Unless you’ve been living in a bubble with no connectivity to the outside world, you know it’s been a difficult year, for a lot of reasons.
We’ve faced political uncertainty, unsettling world events and a business climate that requires companies to be on top of their game at all times to succeed.
We’re finding that the digital age is challenging, ever-changing and sometimes overwhelming. Between new technologies, new business entrants and mega-mergers of historical rivals, our problems are more complex – and the solutions they require depend on new ways of thinking and doing that go beyond anything we’ve learned in the past.
I’m sure you’ve experienced the effects of this volatility. You’ve probably felt it at a personal level and perhaps at an organizational level – as many enterprises, like ours, are going through and still preparing for more major changes.
An environment like this can be difficult to navigate, even depressing. I know I’ve had more than a few sleepless nights staring at the ceiling. But if we allow a negative mindset to take hold – at a personal level and for our organizations – the results can be very dangerous.
I have shared in the past that I enjoy all manner of athletic competition, even though I’m well past my prime. One of the things often discussed in sports performance is visualization – seeing yourself successfully perform something you have yet to do – and the powerful effect this has on improving outcomes. If you instead dwell on negative thoughts, the corresponding subpar results are hardly surprising.
I’ve always attempted to banish those nagging self-doubts that creep in and replace them with positive visualization, and now I know why. As a recent Entrepreneur article explains, negative thoughts lead to negative thoughts. Our brains like to save time and energy by repeating behavior, so something as simple as complaining can become a default habit that’s hard to break.
Even worse, constant negativity can actually damage your brain, the article notes:
Research from Stanford University has shown that complaining shrinks the hippocampus — an area of the brain that’s critical to problem solving and intelligent thought. Damage to the hippocampus is scary, especially when you consider that it’s one of the primary brain areas destroyed by Alzheimer’s.
At the other end of the emotional spectrum is something Katie Verresen, an executive coach (to bigwigs at Facebook, Airbnb and the like), calls “abundant thinking.”
“Abundance is really your ability to see more in your life: More options, more choices, more resources,” she says in this fascinating article.
The goal, she says, is to separate the feelings and reactions that come from a “scarcity-driven mindset” – a rut many of us fall into when faced with difficult times, feeling we are trapped and have no good choices – from feelings that come from thinking abundantly.
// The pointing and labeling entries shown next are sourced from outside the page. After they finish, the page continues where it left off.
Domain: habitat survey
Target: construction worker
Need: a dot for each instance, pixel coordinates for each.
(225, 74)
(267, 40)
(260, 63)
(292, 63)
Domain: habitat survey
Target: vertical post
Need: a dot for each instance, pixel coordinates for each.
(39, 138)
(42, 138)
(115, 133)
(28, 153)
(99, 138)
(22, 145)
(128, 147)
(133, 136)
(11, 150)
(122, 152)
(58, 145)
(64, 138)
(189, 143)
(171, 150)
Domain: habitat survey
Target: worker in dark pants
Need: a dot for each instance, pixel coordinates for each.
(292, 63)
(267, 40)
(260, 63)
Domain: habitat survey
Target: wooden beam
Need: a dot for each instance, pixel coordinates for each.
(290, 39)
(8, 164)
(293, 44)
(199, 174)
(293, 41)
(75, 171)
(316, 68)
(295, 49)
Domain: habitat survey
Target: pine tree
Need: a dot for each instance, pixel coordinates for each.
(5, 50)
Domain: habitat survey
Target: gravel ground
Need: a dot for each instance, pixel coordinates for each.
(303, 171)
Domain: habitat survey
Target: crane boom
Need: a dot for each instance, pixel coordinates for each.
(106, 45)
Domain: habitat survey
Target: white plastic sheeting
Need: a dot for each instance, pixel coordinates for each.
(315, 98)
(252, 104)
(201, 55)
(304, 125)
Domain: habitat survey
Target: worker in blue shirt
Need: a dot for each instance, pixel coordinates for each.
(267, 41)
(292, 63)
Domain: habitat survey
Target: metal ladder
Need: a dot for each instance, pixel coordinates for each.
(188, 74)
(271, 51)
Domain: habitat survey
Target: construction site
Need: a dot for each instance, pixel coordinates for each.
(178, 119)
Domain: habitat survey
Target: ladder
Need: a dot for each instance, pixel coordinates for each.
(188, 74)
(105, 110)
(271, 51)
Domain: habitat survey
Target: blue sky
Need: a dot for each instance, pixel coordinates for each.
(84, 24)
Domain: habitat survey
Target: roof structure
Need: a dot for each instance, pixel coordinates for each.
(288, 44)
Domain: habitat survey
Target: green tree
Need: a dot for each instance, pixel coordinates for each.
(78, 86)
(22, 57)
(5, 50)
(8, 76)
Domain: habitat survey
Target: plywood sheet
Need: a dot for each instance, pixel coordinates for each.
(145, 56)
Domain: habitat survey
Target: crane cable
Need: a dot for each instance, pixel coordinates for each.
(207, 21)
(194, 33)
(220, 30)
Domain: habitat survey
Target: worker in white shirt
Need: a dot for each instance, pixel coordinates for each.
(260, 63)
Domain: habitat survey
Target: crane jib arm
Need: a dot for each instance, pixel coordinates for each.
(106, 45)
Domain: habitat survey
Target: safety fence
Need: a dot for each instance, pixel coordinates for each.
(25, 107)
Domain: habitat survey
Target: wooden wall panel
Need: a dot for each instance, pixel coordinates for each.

This chart, borrowed from the article, spells out the major differences in these states of mind:
Negative thinking, on the other hand, drains a person of the energy required to operate effectively in the digital world. Challenges become problems too big to overcome; change becomes disruptions that put you in high alert. And these negative patterns become ingrained, repeated and, ultimately, self-fulfilling.
It’s not a fun way to live. If an organization dwells in this negative mindset, it can be devastating to the business.
Both of these articles offer some really useful, practical tips for getting back to a positive, abundant way of thinking if you or your business has gone astray. Ideas include identifying a clear purpose, giving compliments with every complaint, showing gratitude, and priming your mood by watching a funny video or listening to your favorite songs.
Verresen offers my favorite tip for digital leaders: be generous, with your time, your talents, your advice, your perspective and, most importantly, your appreciation. When you give to others, they give back – and if you have a whole team or company acting generously, just imagine the results.
It’s this type of approach we need to steel ourselves against the real difficulties of the digital age. As Verresen said in the article, “In this culture, everyone is bearing so much weight and responsibility, they’re not even appreciating themselves.”
That’s something I can certainly relate to – but it’s not what I’m dwelling on.
I’m choosing to work from a place of abundance, with enough energy/ excitement/ creativity/ appreciation to go around — and with an attitude that says to this volatile world: “Bring it on!”